Free Audio Recordings Available:
Have you ever wished that you could read popular magazines or learn about the latest in cell phones and computer technology for people with low vision? Would you like to keep up to date on the latest treatments to reverse blindness? The Audio Internet Reading Service of Los Angeles, (AIRSLA) is your one-stop source for audio recordings on all of these topics and much more. AIRSLA is a non-profit organization that produces audio recordings called podcasts for people with low vision and those who cannot read typical print. It is made up of volunteer voiceover artists and audio engineers from throughout the United States who read articles from popular magazines such as People, Oprah, Scientific American, Sports Illustrated, Consumer Reports, and dozens more.

In addition, AIRSLA produces educational programs that will teach people with low vision how to perform daily activities independently. They also post interviews with some of the most successful people with low vision who will inspire and motivate you. It also has interview shows featuring experts in the field of low vision and technology who share the latest advances to help blind people to work, play, and learn. Whether you are interested in the arts, politics, cooking, science, sports, drama, technology, or health or you want to listen to some of the most important seminars on vision impairment from the Council of Citizens with Low Vision, International; the Foundation Fighting Blindness, or the Braille Institute, AIRSLA has the audio recordings for you. Go to <> on your computer or Internet radio and listen from your home or office. If you wish, you can download any of the shows and listen to them on your iPod, Victor Reader Stream, BookSense, or other MP3 listening device. Best of all, the service is free.

Monitor Mart

The notices in this section have been edited for clarity, but we can pass along only the information we were given. We are not responsible for the accuracy of the statements made or the quality of the products for sale.

For Sale:
Barely used PAC Mate Omni BX 400 with Perkins-style Braille keys. Features full synchronization with Microsoft Office applications and uses ActiveSync to synchronize seamlessly with your desktop computer. Your email, contacts, appointments, files, tasks, and even Web favorites are effortlessly updated every time you connect.
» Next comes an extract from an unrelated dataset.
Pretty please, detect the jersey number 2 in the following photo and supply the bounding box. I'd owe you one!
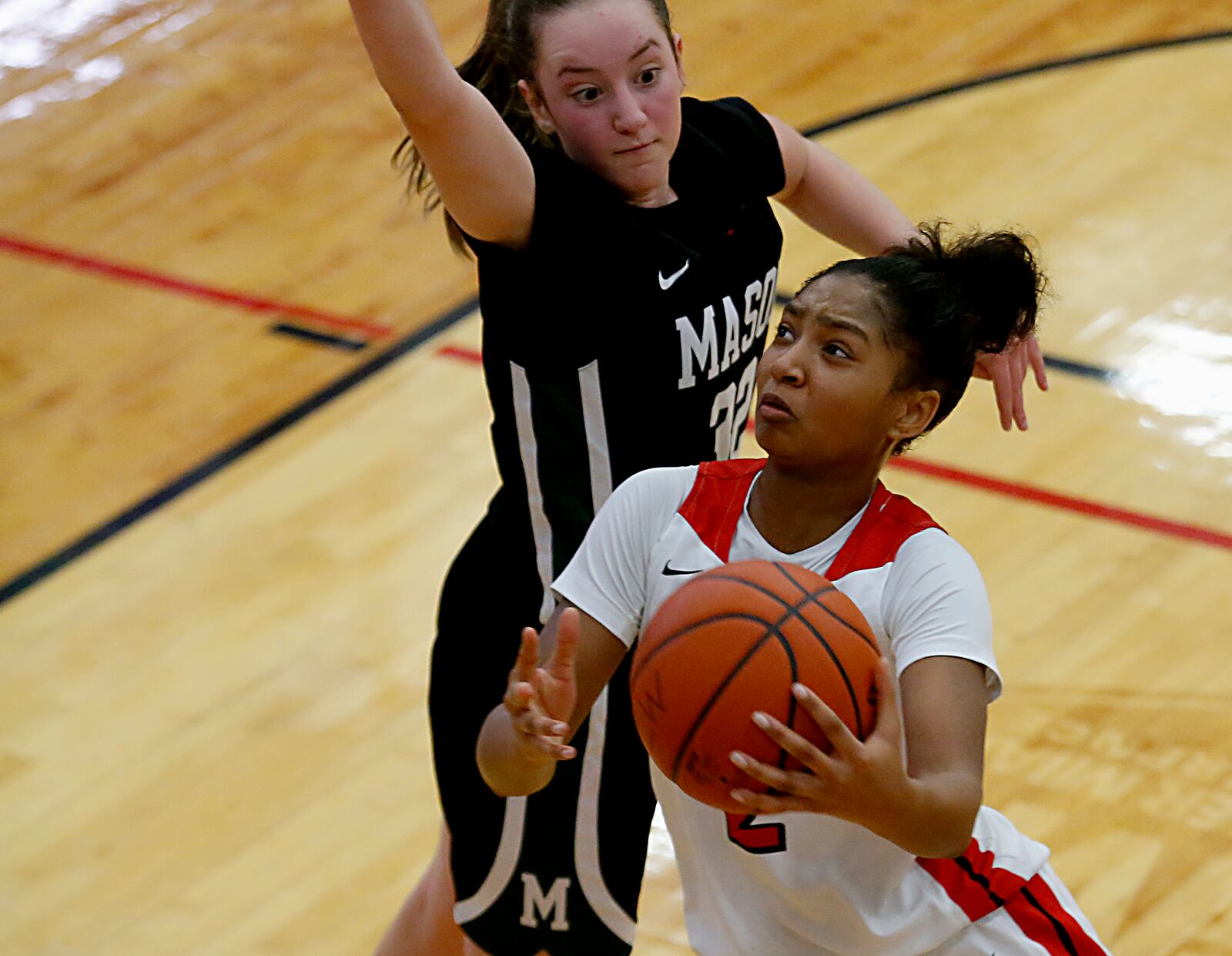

It meets the on-the-go needs of users at work, at school, and at play with word processing, spreadsheets, and mobile Web access. The PAC Mate measures 11 inches long by 4.87 inches wide by 1.93 inches high. It weighs only one pound thirteen ounces, and it’s yours for $1,250 or best offer, with a free executive case and free shipping within the United States. For more information email <> or call (917) 856-1720.

NFB Pledge
      I pledge to participate actively in the efforts of the National Federation of the Blind to achieve equality, opportunity, and security for the blind; to support the policies and programs of the Federation; and to abide by its constitution.